Back in June, the Center for Disease Control and Prevention (CDC) announced that, in spite of the rash of cannibalistic attacks, there was no zombie apocalypse on the way. This was a slight change-up from their periodic “zombie warnings”, which were really just a bunch of disaster preparedness stunts. But given the recent upsurge in biting and flesh eating, it seems that some people are beginning to treat this as a serious problem.
One such organization is the HALO corp, a security firm which is based in San Diego, California. The first round of training will involve a disaster-crisis scenario at the company’s annual Counter-Terrorism Summit in San Diego.
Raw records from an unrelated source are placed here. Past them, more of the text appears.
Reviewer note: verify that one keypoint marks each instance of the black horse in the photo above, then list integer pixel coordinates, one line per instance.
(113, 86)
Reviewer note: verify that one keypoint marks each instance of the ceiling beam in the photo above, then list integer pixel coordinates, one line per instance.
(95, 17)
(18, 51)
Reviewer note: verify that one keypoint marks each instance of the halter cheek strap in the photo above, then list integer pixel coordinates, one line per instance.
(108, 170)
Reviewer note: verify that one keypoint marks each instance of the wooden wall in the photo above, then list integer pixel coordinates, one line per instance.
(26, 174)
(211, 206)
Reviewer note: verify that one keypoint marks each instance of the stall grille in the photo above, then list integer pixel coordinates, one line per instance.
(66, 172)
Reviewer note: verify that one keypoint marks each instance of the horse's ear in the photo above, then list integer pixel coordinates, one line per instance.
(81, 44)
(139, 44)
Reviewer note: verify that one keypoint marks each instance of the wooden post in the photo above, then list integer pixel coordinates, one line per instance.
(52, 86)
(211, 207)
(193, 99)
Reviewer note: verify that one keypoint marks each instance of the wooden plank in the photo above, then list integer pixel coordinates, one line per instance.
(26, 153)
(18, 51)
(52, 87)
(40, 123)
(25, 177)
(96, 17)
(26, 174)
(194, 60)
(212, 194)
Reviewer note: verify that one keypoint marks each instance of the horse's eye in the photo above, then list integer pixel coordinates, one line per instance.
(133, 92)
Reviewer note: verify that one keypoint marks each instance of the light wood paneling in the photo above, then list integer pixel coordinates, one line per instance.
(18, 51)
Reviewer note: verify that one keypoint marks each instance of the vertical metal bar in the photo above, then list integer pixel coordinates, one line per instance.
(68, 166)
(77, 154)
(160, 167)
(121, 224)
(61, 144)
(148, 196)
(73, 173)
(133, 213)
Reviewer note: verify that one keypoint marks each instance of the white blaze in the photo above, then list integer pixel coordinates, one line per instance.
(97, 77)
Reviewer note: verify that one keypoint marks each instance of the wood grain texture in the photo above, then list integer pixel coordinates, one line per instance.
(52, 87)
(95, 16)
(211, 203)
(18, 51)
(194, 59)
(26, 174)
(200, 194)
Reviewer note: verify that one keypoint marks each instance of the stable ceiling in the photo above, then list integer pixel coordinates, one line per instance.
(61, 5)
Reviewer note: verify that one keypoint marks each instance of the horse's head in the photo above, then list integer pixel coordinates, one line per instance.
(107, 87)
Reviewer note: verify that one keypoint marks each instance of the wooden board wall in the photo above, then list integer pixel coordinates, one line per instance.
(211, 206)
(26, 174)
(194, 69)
The five-day event will provide hands-on training, demonstrations, lectures and classes geared to more than 1,000 military personnel, law enforcement officials, medical experts, and state and federal government workers.
Granted, the entire scenario is cheesy as hell, but it’s actually considered a pretty good basis for conducting worldwide pandemic scenarios. That’s always been the CDC’s excuse, and even Homeland Security announced earlier this month “The zombies are coming!” Here too, the announcement was part of a public health campaign to encourage better preparation for genuine disasters and emergencies. As the theory goes, if you’re prepared for a zombie attack, the same preparations will help during a hurricane, pandemic, earthquake or terrorist attack.
So… what is to be made of all this? Is this a clever way to teach citizens and government personnel how to be prepared? Or it is a sign that a far greater apocalypse is upon us, one where people take fictional apocalypses more seriously than actual disasters? Hard to say, but if its possible to actually channel weird hype and paranoia into something productive, what the hell, right? And honestly, sounds like it could be fun!